Aegirscopic

The life, body and soul of the city

Saturday 20th Feb 2010

I saw this picture in a textbook when I was at primary school and I remember being amazed by it and shocked at the destruction it implied, and how St Paul’s came so close to being destroyed. Our teacher also showed us pictures of Dresden, Berlin and Coventry taken just after the war.

We were a bit too young to see pictures of Auschwitz and Birkenau, but we were told about them and how many people had died there, and how many had been killed worldwide in the war. It wasn’t long after the Falklands, and the country was still in the grip of that vile jingoistic fever, so perhaps our teacher had decided to counter that dangerous mood with some facts on how war isn’t all smiling troops and glorious victories.

The city is its citizens

Those lessons left a lasting impression on me. Not, oddly enough, the knowledge of the human suffering at the time, but the loss to humanity of all the art and architecture that was destroyed. The standard, unthinking, knee-jerk reaction to this is that buildings can be rebuilt, that a painting isn’t alive, which is true enough but misses the point. A city is a living thing, it is, to reuse a well-known phrase, for the people, and by the people, it’s a product of generations.

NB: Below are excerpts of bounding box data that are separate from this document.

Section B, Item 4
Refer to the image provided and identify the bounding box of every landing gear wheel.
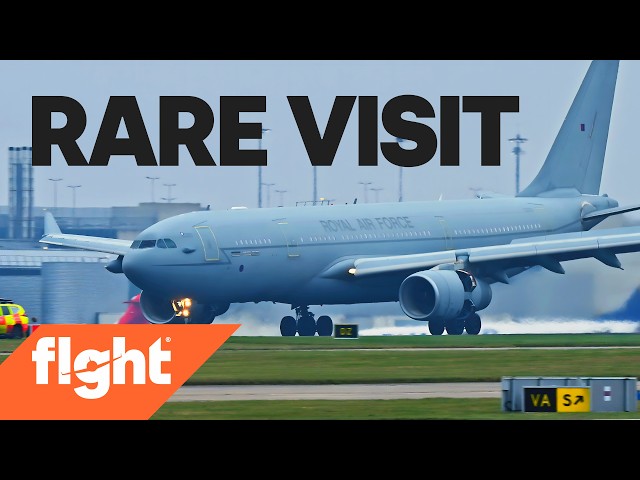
[429,320,444,335]
[11,323,23,338]
[298,315,316,337]
[445,317,465,335]
[280,316,296,337]
[316,315,333,337]
[464,313,482,335]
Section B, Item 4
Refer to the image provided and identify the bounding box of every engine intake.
[398,270,492,321]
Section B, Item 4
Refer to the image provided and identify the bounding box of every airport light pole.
[358,182,373,203]
[147,177,160,203]
[276,190,287,207]
[509,133,529,195]
[371,187,384,203]
[312,165,318,205]
[162,183,176,203]
[258,128,271,208]
[67,185,82,226]
[49,178,62,213]
[263,183,275,207]
[396,137,404,202]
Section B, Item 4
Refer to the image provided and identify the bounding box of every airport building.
[0,147,204,323]
[0,147,640,335]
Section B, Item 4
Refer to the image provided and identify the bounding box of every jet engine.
[140,291,177,324]
[399,270,491,321]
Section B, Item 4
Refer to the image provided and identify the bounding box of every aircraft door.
[277,220,300,258]
[194,225,220,262]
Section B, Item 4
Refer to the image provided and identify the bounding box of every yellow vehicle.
[0,298,29,338]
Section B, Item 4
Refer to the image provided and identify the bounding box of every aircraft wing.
[40,212,133,255]
[342,227,640,281]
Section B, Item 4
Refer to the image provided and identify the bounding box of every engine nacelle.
[398,270,492,321]
[140,291,176,324]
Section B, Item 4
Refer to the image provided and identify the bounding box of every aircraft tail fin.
[517,60,620,197]
[44,212,62,235]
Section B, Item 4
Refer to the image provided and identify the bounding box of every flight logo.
[31,337,171,400]
[0,324,240,420]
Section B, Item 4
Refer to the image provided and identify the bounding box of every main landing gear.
[429,311,482,335]
[280,306,333,337]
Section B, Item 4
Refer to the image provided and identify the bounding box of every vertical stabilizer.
[517,60,620,197]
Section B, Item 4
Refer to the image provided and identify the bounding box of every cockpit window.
[140,240,156,248]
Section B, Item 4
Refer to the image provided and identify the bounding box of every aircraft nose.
[122,253,145,288]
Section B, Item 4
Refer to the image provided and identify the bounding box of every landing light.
[171,298,193,317]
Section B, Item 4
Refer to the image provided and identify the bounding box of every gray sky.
[0,60,640,209]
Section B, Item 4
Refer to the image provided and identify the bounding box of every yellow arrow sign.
[557,387,591,412]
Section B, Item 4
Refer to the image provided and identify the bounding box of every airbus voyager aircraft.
[40,60,640,336]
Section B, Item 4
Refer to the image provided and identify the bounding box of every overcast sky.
[0,60,640,209]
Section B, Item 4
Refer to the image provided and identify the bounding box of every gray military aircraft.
[40,60,640,336]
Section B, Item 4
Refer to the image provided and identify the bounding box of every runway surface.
[168,382,502,402]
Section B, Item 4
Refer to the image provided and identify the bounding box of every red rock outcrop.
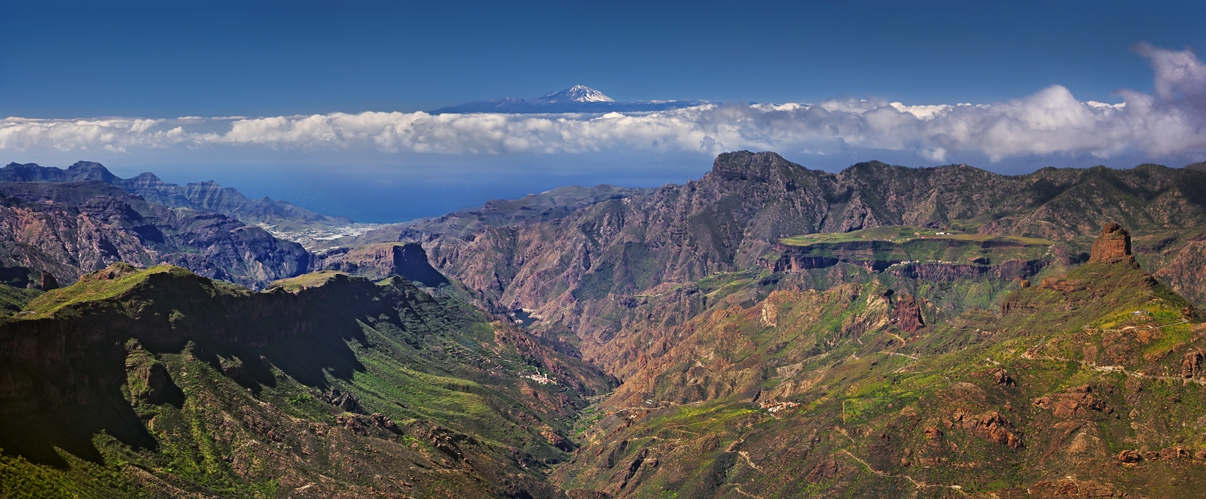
[891,294,925,333]
[1035,384,1108,418]
[954,410,1026,448]
[1089,222,1135,263]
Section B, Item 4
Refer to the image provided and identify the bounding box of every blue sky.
[0,1,1206,222]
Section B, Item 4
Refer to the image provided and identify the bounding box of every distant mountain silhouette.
[432,84,706,115]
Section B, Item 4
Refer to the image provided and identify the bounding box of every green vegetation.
[779,225,1054,246]
[24,264,192,316]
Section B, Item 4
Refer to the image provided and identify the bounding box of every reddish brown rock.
[891,294,925,333]
[1034,384,1108,418]
[1160,445,1193,460]
[991,368,1014,387]
[1089,223,1135,263]
[954,411,1025,448]
[808,458,842,483]
[925,427,942,440]
[1181,351,1206,377]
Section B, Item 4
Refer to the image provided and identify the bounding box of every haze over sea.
[0,1,1206,222]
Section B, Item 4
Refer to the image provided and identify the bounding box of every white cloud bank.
[0,43,1206,162]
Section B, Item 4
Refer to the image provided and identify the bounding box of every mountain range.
[431,84,707,115]
[0,153,1206,499]
[0,162,352,228]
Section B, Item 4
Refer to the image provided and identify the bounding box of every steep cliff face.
[0,181,310,287]
[398,152,1206,380]
[554,226,1206,498]
[312,242,449,288]
[0,264,611,498]
[0,162,351,228]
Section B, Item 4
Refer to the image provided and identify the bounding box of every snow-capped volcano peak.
[539,84,614,102]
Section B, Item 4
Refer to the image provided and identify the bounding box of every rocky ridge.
[0,181,310,287]
[0,264,610,498]
[555,225,1206,498]
[0,162,352,228]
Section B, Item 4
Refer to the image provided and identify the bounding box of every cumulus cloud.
[7,43,1206,162]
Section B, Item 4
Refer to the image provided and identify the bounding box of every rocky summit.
[0,153,1206,499]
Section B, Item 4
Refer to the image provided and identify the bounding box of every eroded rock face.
[315,242,447,288]
[891,294,925,333]
[953,411,1026,448]
[1089,222,1135,263]
[1034,384,1112,419]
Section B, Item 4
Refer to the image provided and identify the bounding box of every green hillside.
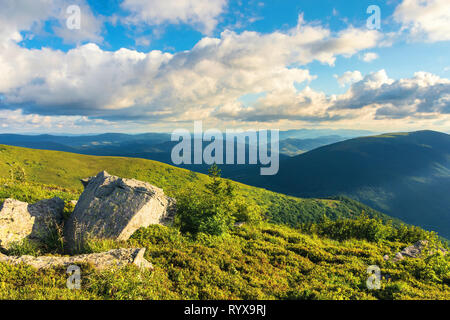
[238,131,450,238]
[0,145,396,226]
[0,146,450,300]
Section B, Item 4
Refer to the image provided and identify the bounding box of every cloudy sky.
[0,0,450,134]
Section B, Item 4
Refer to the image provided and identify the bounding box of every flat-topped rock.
[0,197,64,249]
[0,248,153,270]
[64,171,174,252]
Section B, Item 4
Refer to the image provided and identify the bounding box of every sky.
[0,0,450,134]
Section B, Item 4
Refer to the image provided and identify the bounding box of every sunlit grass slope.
[0,145,394,226]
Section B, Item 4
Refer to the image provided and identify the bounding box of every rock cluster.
[0,171,175,269]
[393,240,447,261]
[0,198,64,249]
[64,171,174,252]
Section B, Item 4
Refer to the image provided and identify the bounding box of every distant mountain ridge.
[231,131,450,238]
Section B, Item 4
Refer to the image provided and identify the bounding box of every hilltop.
[0,145,398,226]
[0,146,450,300]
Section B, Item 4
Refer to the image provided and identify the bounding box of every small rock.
[0,248,153,270]
[401,240,428,258]
[0,197,64,249]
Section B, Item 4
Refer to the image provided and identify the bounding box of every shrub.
[175,165,261,236]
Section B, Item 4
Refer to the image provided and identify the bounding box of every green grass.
[0,224,450,300]
[0,146,450,300]
[0,145,394,226]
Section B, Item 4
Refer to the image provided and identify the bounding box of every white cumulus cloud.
[394,0,450,42]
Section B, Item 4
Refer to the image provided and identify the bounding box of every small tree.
[175,164,258,235]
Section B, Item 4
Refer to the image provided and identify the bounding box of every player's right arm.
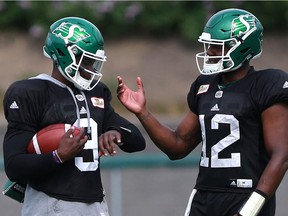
[117,77,201,160]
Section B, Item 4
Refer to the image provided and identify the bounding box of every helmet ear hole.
[57,49,65,56]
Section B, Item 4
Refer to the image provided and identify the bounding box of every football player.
[4,17,145,216]
[117,8,288,216]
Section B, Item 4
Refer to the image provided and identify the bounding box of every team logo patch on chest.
[91,97,104,109]
[197,84,210,95]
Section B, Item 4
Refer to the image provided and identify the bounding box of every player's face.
[76,56,95,80]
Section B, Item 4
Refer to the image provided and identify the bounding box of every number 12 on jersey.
[199,114,241,168]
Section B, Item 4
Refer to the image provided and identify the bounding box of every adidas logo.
[283,81,288,88]
[80,107,87,114]
[10,101,19,109]
[230,181,237,187]
[211,104,219,111]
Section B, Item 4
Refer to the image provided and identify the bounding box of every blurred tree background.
[0,0,288,43]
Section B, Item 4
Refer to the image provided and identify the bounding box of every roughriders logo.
[231,14,256,37]
[52,22,90,43]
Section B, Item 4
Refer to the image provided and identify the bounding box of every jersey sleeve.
[3,80,45,132]
[253,69,288,112]
[3,80,56,181]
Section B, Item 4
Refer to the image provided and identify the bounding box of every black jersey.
[187,67,288,192]
[4,75,145,202]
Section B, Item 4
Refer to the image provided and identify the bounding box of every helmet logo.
[231,14,256,37]
[52,22,90,43]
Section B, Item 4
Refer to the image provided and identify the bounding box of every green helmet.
[196,9,263,75]
[43,17,106,90]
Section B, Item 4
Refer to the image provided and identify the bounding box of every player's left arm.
[240,103,288,216]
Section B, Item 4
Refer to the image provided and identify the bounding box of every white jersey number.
[75,118,98,172]
[199,114,241,168]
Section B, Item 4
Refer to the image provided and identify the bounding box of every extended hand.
[117,76,146,114]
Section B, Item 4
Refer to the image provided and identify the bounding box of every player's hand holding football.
[98,130,121,157]
[57,126,88,162]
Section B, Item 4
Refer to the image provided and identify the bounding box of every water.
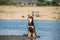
[0,20,60,40]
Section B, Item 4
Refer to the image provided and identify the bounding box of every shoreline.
[0,5,60,20]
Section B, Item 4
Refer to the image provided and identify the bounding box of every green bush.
[36,2,46,6]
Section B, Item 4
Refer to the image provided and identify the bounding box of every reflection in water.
[0,20,60,40]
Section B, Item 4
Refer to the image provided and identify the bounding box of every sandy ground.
[0,6,60,20]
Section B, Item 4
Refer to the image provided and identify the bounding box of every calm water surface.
[0,20,60,40]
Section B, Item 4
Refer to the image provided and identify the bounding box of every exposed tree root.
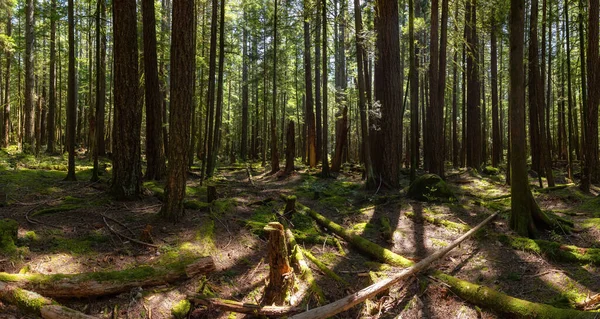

The city we see today is there because people made it — it’s physical evidence of the lives of those people. Individual buildings may start as the work of a single person, as an architect’s sketch, but rapidly becomes more than that as its occupants add to it, alter it and look after it — they live their lives with it and develop memories from it, it becomes part of their minds. New buildings near it are informed by its character, they are responses to its form and how people think of it: the building has become part of the life of the city.

Creative destruction

Destroying a building to replace it with another is a natural part of the growth of the city. The design of the new building is (usually) influenced by the character of the neighbourhood, itself often informed by the earlier building. The process alters the character of the neighbourhood over a period of decades, but it’s a gradual and iterative one — the ‘wound’ heals without a scar, and there’s a continuity of style, a progression of fashion and building technology, and the buildings remain relevant and useful as the city grows.

Desctructive destruction

War and terrorism may form part of the long-term story of a city, but only in the same way a dreadful car accident or an assault forms part of the life of a person. They cause injuries and leave scars and the harm is both physical and psychological. Just look at Coventry today, the areas around St Paul’s, the slow rebuilding of Dresden and the shattered remains of the Kaiser Wilhelm Memorial Church in Berlin, people still feel the loss keenly, they are still, generations later, grieving for their lost cities. I’m not denying that the rebuilding process can be enormously creative, the new Coventry Cathedral is a masterpiece after all, but was the suffering worth it? Did we really need to lose so much?

I won’t deny that human lives are important, but to the people who say buildings can ‘just’ be rebuilt, I say their argument is excessively simplistic and reduces all the products of earlier lives to be mere throwaway artifacts, of no worth or meaning. I could also suggest that we can always ‘just’ make more people too, but does that justify killing someone alive now?